The Georgia State Patrol is investigating the collision.
The car's driver, a 62-year-old Watkinsville woman, has not been charged, pending the end of the investigation, said state patrol Lt. Paul Cosper.
Friends and colleagues gathered Thursday at the hospital in support of Gilstrap, 49, and his family - including his wife, Tammy, who is an executive assistant at the sheriff's office. The two were married this year.
Gilstrap joined the Oconee sheriff's office in 2005 after years as a deputy at the Clarke County Jail.
He reportedly was filling in as a school crossing guard this week.
Gilstrap was wearing a vest and using two cone flashlights while directing traffic, said sheriff's department Chief Deputy Gene Langston.
"He was there where he is every morning, where there's a deputy every morning," Langston said.
Several students saw the collision, and Oconee County School System employees provided counseling Thursday to any students or faculty members who needed it, said Mark Channell, executive director of the school system's student services office.
"We know all the Oconee County Sheriff's Office does for our school system," Channell said. "It's kind of hit home for all of us because we have such a close partnership with the sheriff's office."
School officials early this school year briefly tried a new school-day traffic pattern in the area of Butler's Crossing, where Oconee County Elementary School and Oconee County Middle School also are located.
They quickly returned to the old pattern, however, in which parents dropping students off at the three schools can enter from Hog Mountain Road and Mars Hill Road, said Oconee schools Superintendent John Jackson.
A deputy directs traffic every school day in the morning and afternoon at each intersection, and at the entrance to Oconee County High School, about a mile west on Hog Mountain Road, he said.
Thursday's collision had nothing to do with the traffic pattern, Jackson said.

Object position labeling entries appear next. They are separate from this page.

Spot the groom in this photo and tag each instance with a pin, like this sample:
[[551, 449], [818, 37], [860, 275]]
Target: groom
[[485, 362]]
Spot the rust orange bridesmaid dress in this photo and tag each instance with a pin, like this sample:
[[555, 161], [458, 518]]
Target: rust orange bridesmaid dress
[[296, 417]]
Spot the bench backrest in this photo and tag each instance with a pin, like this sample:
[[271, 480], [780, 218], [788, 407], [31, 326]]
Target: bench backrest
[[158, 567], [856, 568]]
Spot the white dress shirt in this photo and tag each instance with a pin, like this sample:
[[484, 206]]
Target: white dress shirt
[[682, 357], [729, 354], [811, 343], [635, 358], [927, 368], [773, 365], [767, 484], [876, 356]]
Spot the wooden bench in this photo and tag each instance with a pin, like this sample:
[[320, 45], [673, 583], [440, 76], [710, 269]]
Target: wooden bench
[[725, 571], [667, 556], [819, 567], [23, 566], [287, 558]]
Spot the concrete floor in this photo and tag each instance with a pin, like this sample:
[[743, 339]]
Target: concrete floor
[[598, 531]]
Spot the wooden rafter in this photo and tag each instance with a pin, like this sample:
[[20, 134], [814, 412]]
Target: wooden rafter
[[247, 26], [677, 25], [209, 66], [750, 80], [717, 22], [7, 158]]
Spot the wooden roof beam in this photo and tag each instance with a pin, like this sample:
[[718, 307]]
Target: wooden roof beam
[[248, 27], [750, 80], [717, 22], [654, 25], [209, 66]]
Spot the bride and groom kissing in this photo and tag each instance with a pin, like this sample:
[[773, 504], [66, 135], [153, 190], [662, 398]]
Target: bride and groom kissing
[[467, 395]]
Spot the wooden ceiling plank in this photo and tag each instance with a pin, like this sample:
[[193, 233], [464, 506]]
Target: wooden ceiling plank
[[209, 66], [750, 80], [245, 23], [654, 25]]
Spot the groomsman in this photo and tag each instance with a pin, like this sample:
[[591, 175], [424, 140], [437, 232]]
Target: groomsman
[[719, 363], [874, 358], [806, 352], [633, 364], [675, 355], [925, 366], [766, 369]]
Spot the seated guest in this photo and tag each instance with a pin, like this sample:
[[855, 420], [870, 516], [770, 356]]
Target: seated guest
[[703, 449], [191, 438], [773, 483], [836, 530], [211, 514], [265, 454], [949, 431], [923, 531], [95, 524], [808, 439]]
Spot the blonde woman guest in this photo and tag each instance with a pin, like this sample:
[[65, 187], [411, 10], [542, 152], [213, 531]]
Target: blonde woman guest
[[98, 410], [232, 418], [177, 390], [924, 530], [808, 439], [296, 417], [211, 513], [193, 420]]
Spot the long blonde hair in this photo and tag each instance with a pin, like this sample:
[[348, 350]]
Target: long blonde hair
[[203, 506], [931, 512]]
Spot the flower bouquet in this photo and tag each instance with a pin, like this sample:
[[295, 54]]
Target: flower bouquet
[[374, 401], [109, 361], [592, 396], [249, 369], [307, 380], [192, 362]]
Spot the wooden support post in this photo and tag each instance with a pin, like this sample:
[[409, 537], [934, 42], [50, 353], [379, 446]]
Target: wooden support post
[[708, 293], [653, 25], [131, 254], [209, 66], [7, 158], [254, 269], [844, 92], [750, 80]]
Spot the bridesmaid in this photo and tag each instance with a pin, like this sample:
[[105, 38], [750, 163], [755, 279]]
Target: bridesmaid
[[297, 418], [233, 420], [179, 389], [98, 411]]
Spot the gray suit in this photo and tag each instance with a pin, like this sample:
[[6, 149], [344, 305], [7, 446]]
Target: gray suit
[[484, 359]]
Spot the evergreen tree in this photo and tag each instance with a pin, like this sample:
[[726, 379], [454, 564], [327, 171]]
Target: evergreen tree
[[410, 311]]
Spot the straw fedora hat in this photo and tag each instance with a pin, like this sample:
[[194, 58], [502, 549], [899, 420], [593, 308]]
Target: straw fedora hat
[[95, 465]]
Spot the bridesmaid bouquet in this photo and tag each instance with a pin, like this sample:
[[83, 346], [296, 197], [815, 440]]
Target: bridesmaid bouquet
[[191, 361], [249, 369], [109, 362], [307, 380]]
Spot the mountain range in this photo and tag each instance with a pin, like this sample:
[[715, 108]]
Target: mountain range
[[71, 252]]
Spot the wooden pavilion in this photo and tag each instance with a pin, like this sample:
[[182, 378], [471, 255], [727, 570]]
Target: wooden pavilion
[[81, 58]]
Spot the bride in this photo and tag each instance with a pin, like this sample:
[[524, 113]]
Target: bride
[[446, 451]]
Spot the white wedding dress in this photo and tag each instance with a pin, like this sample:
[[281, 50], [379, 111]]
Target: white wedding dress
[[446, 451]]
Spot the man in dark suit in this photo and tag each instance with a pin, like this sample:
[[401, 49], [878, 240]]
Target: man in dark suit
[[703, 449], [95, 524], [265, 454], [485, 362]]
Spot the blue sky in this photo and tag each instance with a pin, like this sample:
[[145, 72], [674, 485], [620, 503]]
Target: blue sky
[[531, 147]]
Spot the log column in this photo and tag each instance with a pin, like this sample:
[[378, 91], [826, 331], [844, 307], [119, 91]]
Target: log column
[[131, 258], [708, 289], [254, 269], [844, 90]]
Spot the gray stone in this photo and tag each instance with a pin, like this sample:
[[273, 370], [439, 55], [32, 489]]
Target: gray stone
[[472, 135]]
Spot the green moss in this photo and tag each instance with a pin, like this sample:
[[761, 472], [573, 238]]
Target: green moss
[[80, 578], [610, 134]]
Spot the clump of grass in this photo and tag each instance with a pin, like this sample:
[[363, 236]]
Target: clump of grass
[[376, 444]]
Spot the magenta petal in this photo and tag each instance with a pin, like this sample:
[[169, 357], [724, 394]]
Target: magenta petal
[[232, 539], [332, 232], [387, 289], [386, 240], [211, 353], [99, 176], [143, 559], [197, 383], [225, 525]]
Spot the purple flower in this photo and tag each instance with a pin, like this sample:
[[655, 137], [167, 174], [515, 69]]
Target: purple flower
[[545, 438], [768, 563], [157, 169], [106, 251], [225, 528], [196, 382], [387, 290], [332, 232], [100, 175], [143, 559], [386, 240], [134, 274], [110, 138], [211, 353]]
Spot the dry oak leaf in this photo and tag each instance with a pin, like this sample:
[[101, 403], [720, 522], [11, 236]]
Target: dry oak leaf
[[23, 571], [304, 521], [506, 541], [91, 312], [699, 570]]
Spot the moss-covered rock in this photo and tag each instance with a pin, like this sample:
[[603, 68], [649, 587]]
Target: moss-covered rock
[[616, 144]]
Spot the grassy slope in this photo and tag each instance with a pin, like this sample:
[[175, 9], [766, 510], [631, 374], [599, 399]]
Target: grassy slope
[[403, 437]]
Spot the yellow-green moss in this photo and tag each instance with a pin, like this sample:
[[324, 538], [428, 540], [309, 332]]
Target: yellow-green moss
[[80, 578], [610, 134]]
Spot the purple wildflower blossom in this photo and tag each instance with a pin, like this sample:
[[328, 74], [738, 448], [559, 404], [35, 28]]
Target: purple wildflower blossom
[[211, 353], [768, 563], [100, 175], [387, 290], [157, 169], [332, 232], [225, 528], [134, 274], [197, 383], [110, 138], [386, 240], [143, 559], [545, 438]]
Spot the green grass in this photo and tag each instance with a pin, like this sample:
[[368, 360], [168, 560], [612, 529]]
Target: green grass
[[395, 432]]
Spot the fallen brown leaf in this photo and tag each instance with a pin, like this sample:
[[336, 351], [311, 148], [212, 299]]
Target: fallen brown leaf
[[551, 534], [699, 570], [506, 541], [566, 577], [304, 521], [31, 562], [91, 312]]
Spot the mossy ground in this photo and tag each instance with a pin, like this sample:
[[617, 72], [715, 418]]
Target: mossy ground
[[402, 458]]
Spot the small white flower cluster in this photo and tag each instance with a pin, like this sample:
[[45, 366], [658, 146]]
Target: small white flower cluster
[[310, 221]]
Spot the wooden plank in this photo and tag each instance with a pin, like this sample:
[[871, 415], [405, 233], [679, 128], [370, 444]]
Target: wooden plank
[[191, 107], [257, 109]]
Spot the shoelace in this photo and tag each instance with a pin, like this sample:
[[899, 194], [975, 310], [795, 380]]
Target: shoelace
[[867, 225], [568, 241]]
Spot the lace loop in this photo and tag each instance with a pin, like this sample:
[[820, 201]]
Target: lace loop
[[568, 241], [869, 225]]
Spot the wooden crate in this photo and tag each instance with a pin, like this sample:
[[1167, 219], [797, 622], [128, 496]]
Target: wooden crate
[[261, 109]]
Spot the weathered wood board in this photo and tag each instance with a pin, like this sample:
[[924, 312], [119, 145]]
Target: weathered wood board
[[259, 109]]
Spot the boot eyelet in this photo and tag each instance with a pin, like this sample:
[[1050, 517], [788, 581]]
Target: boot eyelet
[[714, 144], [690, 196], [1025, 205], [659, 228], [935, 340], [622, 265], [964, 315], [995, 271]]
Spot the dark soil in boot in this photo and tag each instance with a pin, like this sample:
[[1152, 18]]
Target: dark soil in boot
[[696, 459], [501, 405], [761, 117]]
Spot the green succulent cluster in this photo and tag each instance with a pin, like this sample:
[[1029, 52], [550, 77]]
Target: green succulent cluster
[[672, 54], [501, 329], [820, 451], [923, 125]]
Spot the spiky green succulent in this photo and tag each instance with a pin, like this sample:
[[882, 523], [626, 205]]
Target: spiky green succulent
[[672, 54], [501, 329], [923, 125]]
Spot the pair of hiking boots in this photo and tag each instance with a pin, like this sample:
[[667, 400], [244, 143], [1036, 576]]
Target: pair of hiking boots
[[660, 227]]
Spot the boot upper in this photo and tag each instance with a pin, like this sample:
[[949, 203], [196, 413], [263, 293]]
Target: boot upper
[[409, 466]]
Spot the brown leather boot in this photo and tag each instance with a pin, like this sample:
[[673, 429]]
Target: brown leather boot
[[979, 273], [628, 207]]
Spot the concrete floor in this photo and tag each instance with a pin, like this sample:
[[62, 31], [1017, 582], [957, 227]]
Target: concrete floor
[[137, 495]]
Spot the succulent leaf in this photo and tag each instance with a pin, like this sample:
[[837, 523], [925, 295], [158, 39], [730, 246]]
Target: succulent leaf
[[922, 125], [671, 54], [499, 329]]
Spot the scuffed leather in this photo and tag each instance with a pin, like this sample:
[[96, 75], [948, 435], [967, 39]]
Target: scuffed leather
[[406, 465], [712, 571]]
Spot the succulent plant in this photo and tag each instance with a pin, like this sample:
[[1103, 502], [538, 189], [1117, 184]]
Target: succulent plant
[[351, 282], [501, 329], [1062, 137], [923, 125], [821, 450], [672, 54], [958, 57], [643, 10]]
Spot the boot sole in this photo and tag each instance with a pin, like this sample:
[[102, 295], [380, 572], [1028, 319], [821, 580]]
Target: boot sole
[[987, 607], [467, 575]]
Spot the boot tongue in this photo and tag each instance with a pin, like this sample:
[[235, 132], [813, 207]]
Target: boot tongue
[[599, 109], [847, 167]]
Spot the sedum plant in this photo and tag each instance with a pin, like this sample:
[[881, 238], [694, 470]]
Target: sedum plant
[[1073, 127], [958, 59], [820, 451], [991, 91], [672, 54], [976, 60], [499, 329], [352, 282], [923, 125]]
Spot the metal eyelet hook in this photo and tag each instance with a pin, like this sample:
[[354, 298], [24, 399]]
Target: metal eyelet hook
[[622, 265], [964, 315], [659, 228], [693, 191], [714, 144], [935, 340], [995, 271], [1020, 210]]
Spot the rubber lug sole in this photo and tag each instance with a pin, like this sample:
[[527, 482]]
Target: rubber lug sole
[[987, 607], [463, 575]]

The driver, who was heading away from Butler's Crossing, would have passed another crossing guard before reaching the primary school where Gilstrap was stationed, he said.
The driver is neither an Oconee County School System employee nor the parent of an Oconee student, Jackson said.
Jackson said that although he had heard Thursday of a possible close call recently involving the same driver and a different deputy, no similar collisions involving a crossing guard were reported to him officially.